First I am populating a structure which is quite big and have interrelations. and then I serialize that to a binary archive. Size of that structure depends on what data I feed to the program. I see the program taking ~2GB memory to build the structure which is expected and acceptable.
Then I start serializing the object. and I see program eating RAM while serializing. RAM usage growing till it reaches near 100%. swap usage is still 0 bytes.
and then the Application crashes. with a exception of bad_alloc on new
Why would serialization process take so much RAM and time ? and why would it crash while allocating memory when swap is empty ? the backtrace is too long to be pasted in full.

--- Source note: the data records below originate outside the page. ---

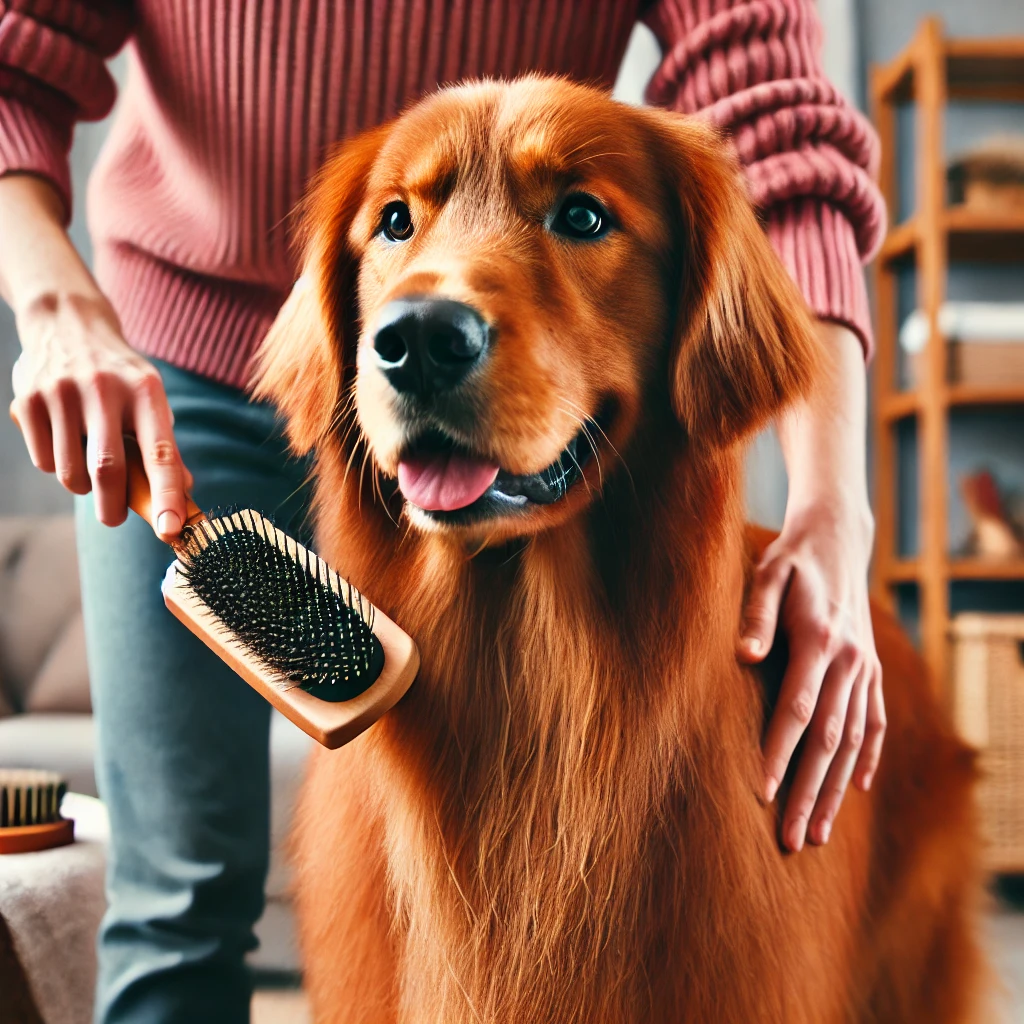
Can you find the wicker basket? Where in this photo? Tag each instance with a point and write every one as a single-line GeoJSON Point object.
{"type": "Point", "coordinates": [988, 709]}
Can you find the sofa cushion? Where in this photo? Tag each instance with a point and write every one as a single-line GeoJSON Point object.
{"type": "Point", "coordinates": [6, 708]}
{"type": "Point", "coordinates": [39, 596]}
{"type": "Point", "coordinates": [62, 682]}
{"type": "Point", "coordinates": [58, 742]}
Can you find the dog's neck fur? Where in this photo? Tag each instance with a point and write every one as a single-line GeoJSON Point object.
{"type": "Point", "coordinates": [543, 887]}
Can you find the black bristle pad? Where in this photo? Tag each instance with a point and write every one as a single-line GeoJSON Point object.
{"type": "Point", "coordinates": [284, 610]}
{"type": "Point", "coordinates": [30, 797]}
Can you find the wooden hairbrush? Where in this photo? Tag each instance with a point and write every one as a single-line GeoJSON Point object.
{"type": "Point", "coordinates": [282, 619]}
{"type": "Point", "coordinates": [30, 811]}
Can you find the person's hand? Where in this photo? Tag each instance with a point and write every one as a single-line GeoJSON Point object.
{"type": "Point", "coordinates": [813, 581]}
{"type": "Point", "coordinates": [77, 379]}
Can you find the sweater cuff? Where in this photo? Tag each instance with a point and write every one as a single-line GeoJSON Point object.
{"type": "Point", "coordinates": [33, 143]}
{"type": "Point", "coordinates": [818, 246]}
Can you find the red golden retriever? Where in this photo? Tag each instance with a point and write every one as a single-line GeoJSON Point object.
{"type": "Point", "coordinates": [539, 327]}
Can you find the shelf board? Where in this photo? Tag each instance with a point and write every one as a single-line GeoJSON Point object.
{"type": "Point", "coordinates": [901, 404]}
{"type": "Point", "coordinates": [976, 69]}
{"type": "Point", "coordinates": [973, 236]}
{"type": "Point", "coordinates": [908, 569]}
{"type": "Point", "coordinates": [985, 69]}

#0 0xb7fe1424 in __kernel_vsyscall ()
#1 0xb7c6e941 in raise (sig=6) at ../nptl/sysdeps/unix/sysv/linux/raise.c:64
#2 0xb7c71e42 in abort () at abort.c:92
#3 0xb7e92055 in __gnu_cxx::__verbose_terminate_handler() () from /usr/lib/libstdc++.so.6
#4 0xb7e8ff35 in ?? () from /usr/lib/libstdc++.so.6
#5 0xb7e8ff72 in std::terminate() () from /usr/lib/libstdc++.so.6
#6 0xb7e900e1 in __cxa_throw () from /usr/lib/libstdc++.so.6
#7 0xb7e90677 in operator new(unsigned int) () from /usr/lib/libstdc++.so.6
#8 0xb7f00a9f in boost::archive::detail::basic_oarchive_impl::save_pointer(boost::archive::detail::basic_oarchive&, void const*, boost::archive::detail::basic_pointer_oserializer const*) () from /usr/lib/libboost_serialization.so.1.42.0
#9 0xb7effb42 in boost::archive::detail::basic_oarchive::save_pointer(void const*, boost::archive::detail::basic_pointer_oserializer const*) () from /usr/lib/libboost_serialization.so.1.42.0
#10 0x082d052c in void boost::archive::detail::save_pointer_type<boost::archive::binary_oarchive>::non_polymorphic::save<gcl::NestedConnection<gcl::Section, gcl::NestedConnection<gcl::Paragraph, gcl::NestedConnection<gcl::Line, void> > > >(boost::archive::binary_oarchive&, gcl::NestedConnection<gcl::Section, gcl::NestedConnection<gcl::Paragraph, gcl::NestedConnection<gcl::Line, void> > >&) ()
#11 0x082d0472 in void boost::archive::detail::save_pointer_type<boost::archive::binary_oarchive>::save<gcl::NestedConnection<gcl::Section, gcl::NestedConnection<gcl::Paragraph, gcl::NestedConnection<gcl::Line, void> > > >(boost::archive::binary_oarchive&, gcl::NestedConnection<gcl::Section, gcl::NestedConnection<gcl::Paragraph, gcl::NestedConnection<gcl::Line, void> > > const&) ()
.......
#172 0x082a91d8 in boost::archive::detail::interface_oarchive<boost::archive::binary_oarchive>::operator<< <gcl::Collation const> (this=0xbfffe500, t=...) at /usr/include/boost/archive/detail/interface_oarchive.hpp:64
#173 0x082a6298 in boost::archive::detail::interface_oarchive<boost::archive::binary_oarchive>::operator&<gcl::Collation> (this=0xbfffe500, t=...) at /usr/include/boost/archive/detail/interface_oarchive.hpp:72
#174 0x0829bd63 in main (argc=4, argv=0xbffff3f4) at /home/neel/projects/app/main.cpp:93
Program works properly When a smaller data is feeded to it.
Using Linux 64bit with 32bit PAE kernel boost 1.42
program was working without a crash few revision ago. I recently added some more bytes to the structures. may be then it was not reaching the end of RAM and now its reaching.
But why would new crash when there is enough swap ? why would serialization process take so much RAM ?
Question: why would it crash while allocating memory when swap is empty ?
The allocated object is too big to fit anywhere in the virtual address space:
The allocated object is humongous
virtual address space is too fragmented
virtual address space is all allocated
If your application is complied as a 32bits, the process virtual address space is limited to 4Gb.
Question: why would serialization process take so much RAM ?
I have not found any evidence why.
I realized that serialization process was taking extra memory, for its own house keeping works. and that was hitting the 3GB Barrier To stop serialization process from taking extra memory I disabled object tracking BOOST_CLASS_TRACKING and that fixed extra memory overhead.